I already bought paper faced superwide bead, but after watching that video maybe I'll buy Mud Max. The angle framing trim that I was wondering about will be used as it's intended to be used, inside the soffit. It's usually "optional" but it's just what I need for my hat channel framed soffit.


I wonder how Mud Max affects sanding and water smoothing. Eh, I probably won't buy it.


----------



## RTC_wa (Mar 12, 2013)

Dorado said:


> I already bought paper faced superwide bead, but after watching that video maybe I'll buy Mud Max. The angle framing trim that I was wondering about will be used as it's intended to be used, inside the soffit. It's usually "optional" but it's just what I need for my hat channel framed soffit.
> 
> 
> I wonder how Mud Max affects sanding and water smoothing. Eh, I probably won't buy it.

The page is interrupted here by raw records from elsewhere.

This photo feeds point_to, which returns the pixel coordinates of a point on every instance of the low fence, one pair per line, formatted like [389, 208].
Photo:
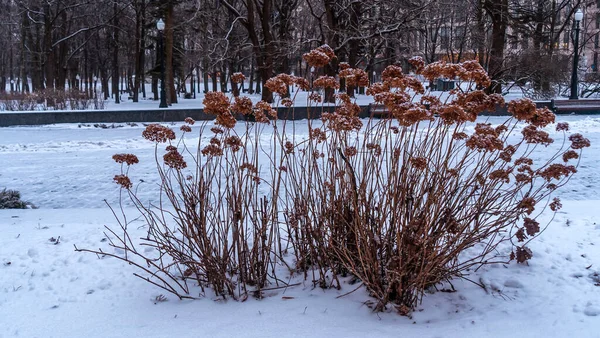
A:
[176, 114]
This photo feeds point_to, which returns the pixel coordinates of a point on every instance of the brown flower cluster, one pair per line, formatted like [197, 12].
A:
[531, 226]
[527, 203]
[555, 205]
[317, 134]
[375, 148]
[485, 138]
[533, 135]
[523, 254]
[212, 150]
[350, 151]
[355, 77]
[262, 111]
[315, 97]
[237, 77]
[287, 102]
[174, 159]
[578, 141]
[326, 82]
[234, 142]
[158, 133]
[420, 163]
[507, 153]
[129, 159]
[123, 181]
[289, 147]
[319, 57]
[242, 105]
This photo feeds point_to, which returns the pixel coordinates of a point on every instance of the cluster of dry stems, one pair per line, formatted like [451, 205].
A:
[393, 202]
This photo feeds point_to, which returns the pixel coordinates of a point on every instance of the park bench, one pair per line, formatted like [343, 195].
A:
[575, 106]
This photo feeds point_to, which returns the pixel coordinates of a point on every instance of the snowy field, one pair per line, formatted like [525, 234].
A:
[48, 290]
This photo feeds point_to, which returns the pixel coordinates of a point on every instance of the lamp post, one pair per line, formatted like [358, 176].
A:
[95, 78]
[160, 25]
[312, 77]
[574, 80]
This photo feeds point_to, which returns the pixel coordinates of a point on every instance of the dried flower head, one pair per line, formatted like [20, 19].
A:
[350, 151]
[527, 203]
[355, 77]
[158, 133]
[123, 181]
[531, 226]
[263, 110]
[234, 142]
[523, 254]
[174, 160]
[287, 102]
[242, 105]
[555, 205]
[420, 163]
[212, 150]
[129, 159]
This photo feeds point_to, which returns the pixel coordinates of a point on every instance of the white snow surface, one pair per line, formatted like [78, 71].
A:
[49, 290]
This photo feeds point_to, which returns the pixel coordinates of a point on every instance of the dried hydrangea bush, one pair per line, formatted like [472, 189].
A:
[402, 203]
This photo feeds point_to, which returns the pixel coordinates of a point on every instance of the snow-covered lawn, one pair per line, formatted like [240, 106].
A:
[49, 290]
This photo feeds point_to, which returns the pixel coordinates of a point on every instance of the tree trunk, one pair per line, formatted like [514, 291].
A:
[169, 43]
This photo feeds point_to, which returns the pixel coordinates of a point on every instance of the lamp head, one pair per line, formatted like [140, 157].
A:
[578, 15]
[160, 25]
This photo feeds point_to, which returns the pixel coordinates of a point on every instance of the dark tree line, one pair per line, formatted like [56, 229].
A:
[85, 44]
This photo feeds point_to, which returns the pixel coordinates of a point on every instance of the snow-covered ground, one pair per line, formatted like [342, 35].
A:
[49, 290]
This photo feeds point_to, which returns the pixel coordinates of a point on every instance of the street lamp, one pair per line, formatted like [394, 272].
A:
[160, 25]
[574, 80]
[95, 78]
[312, 77]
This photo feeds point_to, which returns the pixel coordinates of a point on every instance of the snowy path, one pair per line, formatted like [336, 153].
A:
[48, 290]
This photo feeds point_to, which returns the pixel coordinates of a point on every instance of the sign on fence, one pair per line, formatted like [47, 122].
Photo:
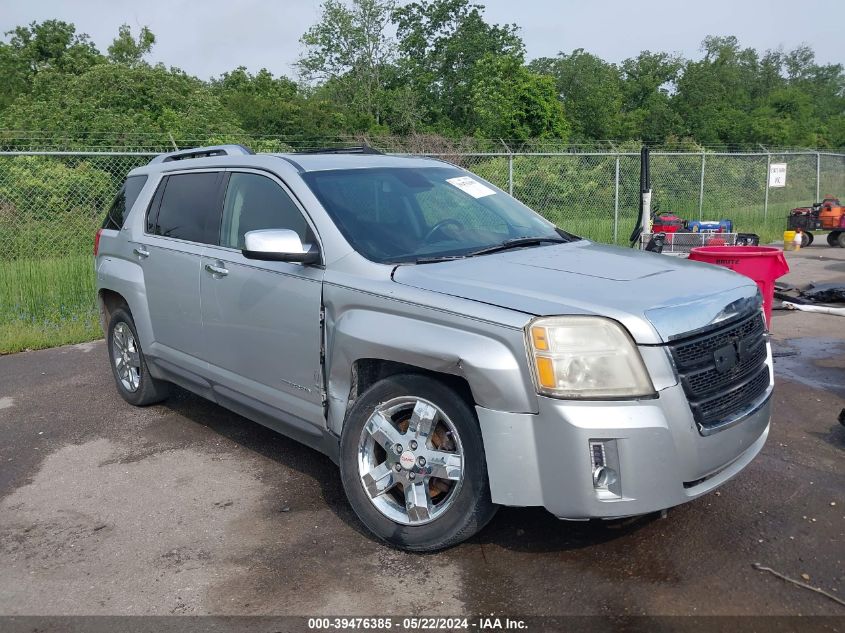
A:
[777, 175]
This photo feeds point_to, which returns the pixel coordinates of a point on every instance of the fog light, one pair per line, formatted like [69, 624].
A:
[604, 477]
[604, 467]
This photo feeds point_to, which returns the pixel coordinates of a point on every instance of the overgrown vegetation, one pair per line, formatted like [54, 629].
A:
[447, 81]
[446, 72]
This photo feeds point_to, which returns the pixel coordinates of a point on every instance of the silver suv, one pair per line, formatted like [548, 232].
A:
[447, 347]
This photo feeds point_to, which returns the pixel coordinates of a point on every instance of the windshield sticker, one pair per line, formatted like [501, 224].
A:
[471, 186]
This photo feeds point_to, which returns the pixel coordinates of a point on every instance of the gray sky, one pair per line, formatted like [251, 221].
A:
[208, 37]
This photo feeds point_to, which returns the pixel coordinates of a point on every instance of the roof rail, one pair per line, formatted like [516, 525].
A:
[358, 149]
[203, 152]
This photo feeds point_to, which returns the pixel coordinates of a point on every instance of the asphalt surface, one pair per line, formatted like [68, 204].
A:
[185, 508]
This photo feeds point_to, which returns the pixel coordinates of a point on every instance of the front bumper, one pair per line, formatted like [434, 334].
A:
[544, 459]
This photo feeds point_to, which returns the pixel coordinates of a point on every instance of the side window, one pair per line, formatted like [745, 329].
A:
[123, 202]
[189, 208]
[255, 202]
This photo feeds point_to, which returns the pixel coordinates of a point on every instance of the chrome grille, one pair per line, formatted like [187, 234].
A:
[723, 370]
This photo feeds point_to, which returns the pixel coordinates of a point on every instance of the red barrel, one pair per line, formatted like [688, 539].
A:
[763, 264]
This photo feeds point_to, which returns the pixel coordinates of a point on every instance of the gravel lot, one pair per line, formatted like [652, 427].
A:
[185, 508]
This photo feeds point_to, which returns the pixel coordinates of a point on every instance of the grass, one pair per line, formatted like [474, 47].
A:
[51, 301]
[47, 302]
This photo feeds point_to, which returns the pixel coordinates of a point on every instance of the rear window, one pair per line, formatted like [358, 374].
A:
[188, 207]
[123, 202]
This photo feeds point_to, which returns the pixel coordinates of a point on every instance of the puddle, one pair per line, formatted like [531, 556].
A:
[816, 362]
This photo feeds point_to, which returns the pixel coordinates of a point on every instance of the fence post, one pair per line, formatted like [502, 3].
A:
[616, 205]
[766, 185]
[701, 190]
[510, 173]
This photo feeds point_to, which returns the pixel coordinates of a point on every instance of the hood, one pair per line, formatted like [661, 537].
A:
[656, 297]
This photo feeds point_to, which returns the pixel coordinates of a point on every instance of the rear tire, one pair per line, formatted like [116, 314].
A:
[129, 367]
[413, 465]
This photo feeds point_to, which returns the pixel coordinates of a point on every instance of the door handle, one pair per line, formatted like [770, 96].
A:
[216, 270]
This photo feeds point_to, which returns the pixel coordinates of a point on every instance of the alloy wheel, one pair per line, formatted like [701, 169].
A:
[410, 460]
[126, 357]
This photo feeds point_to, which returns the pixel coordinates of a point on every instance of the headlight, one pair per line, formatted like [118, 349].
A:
[586, 357]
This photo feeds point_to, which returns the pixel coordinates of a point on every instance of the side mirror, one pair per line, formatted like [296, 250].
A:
[279, 245]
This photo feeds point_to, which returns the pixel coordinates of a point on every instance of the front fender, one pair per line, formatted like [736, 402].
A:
[492, 362]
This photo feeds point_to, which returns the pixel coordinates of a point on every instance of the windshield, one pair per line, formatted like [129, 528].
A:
[395, 215]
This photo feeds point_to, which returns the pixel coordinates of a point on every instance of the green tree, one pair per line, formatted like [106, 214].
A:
[441, 43]
[591, 91]
[52, 45]
[511, 102]
[348, 48]
[110, 102]
[647, 82]
[130, 51]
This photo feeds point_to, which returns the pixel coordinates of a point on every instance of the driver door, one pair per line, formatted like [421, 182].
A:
[261, 319]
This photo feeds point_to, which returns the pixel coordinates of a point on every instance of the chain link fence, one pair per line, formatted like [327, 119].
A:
[51, 204]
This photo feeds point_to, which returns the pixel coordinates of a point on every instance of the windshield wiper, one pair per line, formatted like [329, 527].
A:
[507, 244]
[439, 258]
[516, 243]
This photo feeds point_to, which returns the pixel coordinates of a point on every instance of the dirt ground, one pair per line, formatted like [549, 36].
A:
[185, 508]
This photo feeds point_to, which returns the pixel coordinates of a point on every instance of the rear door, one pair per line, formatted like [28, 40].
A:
[262, 319]
[183, 217]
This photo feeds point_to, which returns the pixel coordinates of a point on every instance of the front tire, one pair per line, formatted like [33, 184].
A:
[413, 466]
[129, 367]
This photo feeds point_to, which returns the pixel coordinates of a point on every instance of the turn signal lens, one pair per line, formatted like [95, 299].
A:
[586, 357]
[538, 336]
[546, 372]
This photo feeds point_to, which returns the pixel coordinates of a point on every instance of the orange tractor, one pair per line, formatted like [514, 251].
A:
[827, 215]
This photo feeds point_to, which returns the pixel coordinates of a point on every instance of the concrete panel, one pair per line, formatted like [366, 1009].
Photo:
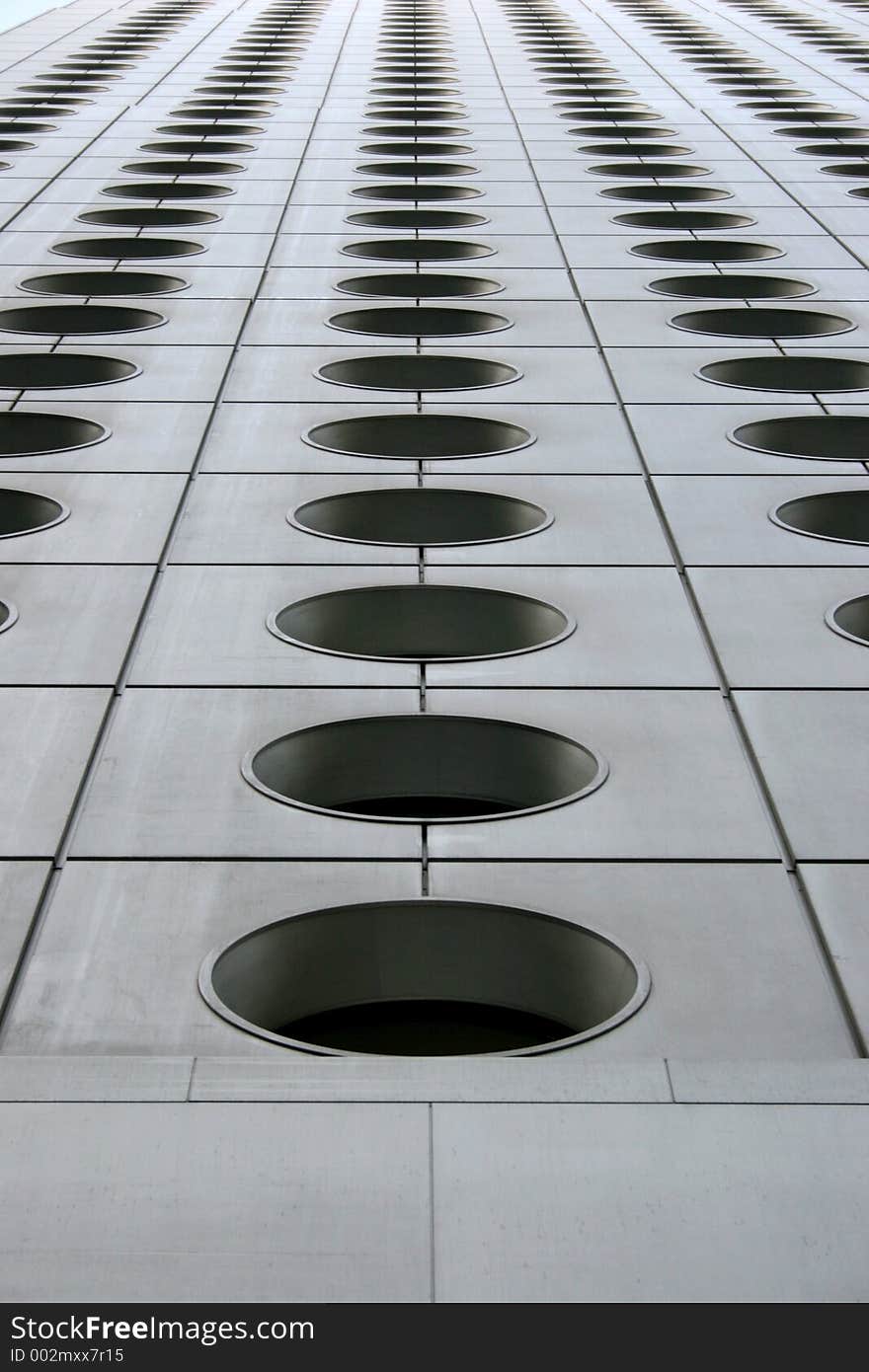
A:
[328, 1203]
[769, 630]
[559, 1077]
[633, 629]
[113, 519]
[714, 938]
[85, 614]
[583, 1203]
[116, 964]
[46, 737]
[810, 746]
[839, 897]
[678, 784]
[207, 627]
[724, 520]
[243, 519]
[169, 780]
[21, 883]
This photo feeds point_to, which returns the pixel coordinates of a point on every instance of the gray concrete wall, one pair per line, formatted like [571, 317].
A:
[685, 1153]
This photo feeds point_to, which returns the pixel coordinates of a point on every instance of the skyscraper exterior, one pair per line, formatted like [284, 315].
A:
[434, 650]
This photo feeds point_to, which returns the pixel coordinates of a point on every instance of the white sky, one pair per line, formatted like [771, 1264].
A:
[15, 11]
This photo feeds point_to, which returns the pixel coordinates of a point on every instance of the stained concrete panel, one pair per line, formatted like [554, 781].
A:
[333, 1209]
[711, 1203]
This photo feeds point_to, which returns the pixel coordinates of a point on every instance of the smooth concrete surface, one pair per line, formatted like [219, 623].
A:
[513, 243]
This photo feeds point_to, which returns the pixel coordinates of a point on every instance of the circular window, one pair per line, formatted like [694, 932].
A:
[836, 516]
[665, 193]
[415, 191]
[419, 285]
[830, 438]
[77, 319]
[25, 512]
[693, 220]
[706, 250]
[148, 218]
[416, 150]
[418, 250]
[634, 148]
[165, 166]
[419, 436]
[421, 516]
[790, 373]
[418, 372]
[24, 433]
[103, 283]
[425, 769]
[762, 323]
[166, 191]
[419, 321]
[648, 171]
[9, 614]
[422, 623]
[121, 249]
[53, 370]
[720, 287]
[850, 618]
[418, 220]
[425, 978]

it does not affect it at all I used it on my tape and mud on my living room. sands out just fine.


----------



## ToolSeeker (Sep 19, 2012)

Watch the video on trim tex.com It really does make it harder to sand but not that hard. They recommend it for everything except final coat. I have a case out in the garage it's a very good product.


----------



## bjbatlanta (Jul 16, 2008)

Paper faced, metal reinforced bead will work fine. It's all I use any more on new work. Way less issues with "popped bead" (virtually none). You put it on with joint compound. It is available at HD and Lowes around here...


----------